The rise in operating expenses offset marginal gains in quarterly revenue, which rose 0.39% to RM28.67 million from RM28.56 million for the same period last year.

Meanwhile, net rental income slipped 2.64% to RM21.15 million, from RM21.72 million for 2QFY2022.

The REIT announced an interim income distribution of 3.96 sen per share for FY2023. The income distribution, with an ex-date of Aug 7, will be paid on Aug 30.

During the same period last year, the trust made an interim income distribution of 4.30 sen.

Quarter-on-quarter, net profit fell 4.31% from RM14.61 million for 1QFY2023, as revenue dipped 0.36% from RM28.77 million for the immediate preceding quarter, due to higher sales of machines.

For the cumulative six-month period ended June 30, 2023, net profit slid 8.04% to RM28.59 million, from RM31.09 million for the same period last year. Revenue fell 0.58% to RM57.44 million, from RM57.77 million previously.

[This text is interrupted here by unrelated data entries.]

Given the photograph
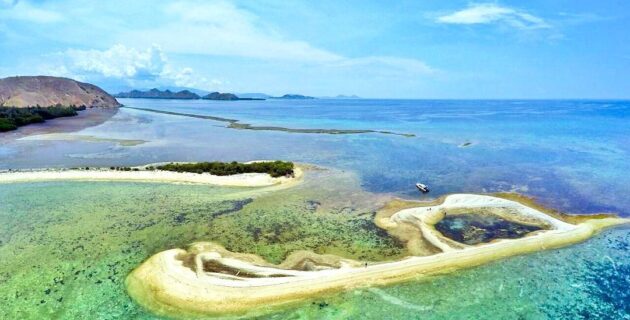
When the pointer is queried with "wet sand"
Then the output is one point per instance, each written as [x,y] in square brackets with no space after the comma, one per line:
[102,174]
[176,283]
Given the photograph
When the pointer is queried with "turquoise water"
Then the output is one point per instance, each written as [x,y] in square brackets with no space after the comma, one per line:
[570,155]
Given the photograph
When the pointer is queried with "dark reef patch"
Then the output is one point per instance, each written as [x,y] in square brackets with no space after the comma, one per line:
[471,229]
[234,124]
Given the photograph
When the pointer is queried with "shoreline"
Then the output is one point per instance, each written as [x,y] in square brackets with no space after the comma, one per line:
[157,176]
[175,282]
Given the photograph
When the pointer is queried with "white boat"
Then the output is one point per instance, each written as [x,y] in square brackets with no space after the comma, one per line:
[422,187]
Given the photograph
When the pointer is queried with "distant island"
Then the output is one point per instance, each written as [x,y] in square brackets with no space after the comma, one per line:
[294,97]
[158,94]
[226,96]
[183,95]
[35,99]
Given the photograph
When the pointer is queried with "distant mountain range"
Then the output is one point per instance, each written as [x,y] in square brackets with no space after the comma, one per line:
[158,94]
[294,97]
[193,94]
[183,94]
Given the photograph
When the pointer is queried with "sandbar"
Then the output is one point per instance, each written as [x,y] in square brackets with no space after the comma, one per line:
[206,279]
[142,175]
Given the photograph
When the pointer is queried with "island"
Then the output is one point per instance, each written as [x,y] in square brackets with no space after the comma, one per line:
[158,94]
[205,279]
[226,96]
[35,99]
[294,97]
[249,174]
[183,95]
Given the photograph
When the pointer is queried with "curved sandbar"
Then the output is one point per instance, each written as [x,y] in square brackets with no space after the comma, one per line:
[206,279]
[142,175]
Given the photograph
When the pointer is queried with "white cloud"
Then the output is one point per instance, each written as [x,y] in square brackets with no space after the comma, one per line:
[487,13]
[136,67]
[220,28]
[119,62]
[23,11]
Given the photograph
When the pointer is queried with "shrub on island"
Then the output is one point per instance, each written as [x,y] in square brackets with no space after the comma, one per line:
[274,168]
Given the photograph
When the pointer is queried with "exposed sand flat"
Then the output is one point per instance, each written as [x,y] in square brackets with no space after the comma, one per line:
[206,279]
[238,180]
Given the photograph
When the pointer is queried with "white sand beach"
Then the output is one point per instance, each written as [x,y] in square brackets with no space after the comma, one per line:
[176,283]
[101,174]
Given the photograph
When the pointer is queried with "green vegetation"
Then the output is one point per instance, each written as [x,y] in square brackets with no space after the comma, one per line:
[11,118]
[275,168]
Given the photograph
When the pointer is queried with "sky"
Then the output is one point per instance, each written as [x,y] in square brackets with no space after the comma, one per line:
[537,49]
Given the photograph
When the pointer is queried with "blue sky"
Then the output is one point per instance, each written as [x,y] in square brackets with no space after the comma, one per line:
[387,49]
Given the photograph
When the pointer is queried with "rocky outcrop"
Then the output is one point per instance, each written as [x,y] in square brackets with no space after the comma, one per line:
[44,91]
[158,94]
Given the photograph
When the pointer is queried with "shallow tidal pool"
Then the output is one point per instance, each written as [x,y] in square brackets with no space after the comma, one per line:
[66,248]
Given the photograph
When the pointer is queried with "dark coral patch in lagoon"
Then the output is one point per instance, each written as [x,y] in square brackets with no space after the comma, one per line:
[471,228]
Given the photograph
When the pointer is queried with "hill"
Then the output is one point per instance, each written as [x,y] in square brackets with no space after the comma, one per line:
[294,97]
[45,91]
[158,94]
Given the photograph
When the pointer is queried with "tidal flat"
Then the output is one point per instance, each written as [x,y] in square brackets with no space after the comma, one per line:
[66,247]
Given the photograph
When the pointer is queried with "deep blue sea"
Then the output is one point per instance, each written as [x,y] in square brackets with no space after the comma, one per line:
[572,155]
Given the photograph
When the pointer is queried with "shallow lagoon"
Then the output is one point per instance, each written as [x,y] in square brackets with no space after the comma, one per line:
[571,155]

On prospects, UOA REIT said occupancy and rental rates will continue to be influenced by overall economic growth and property sector market sentiment.

“The manager (UOA Asset Management Sdn Bhd) will continue to actively manage properties in the portfolio with prudent capital management in order to maximise yields for unitholders. Meanwhile, efforts to seek opportunities for future acquisitions that meet the objectives of UOA REIT will continue," it said.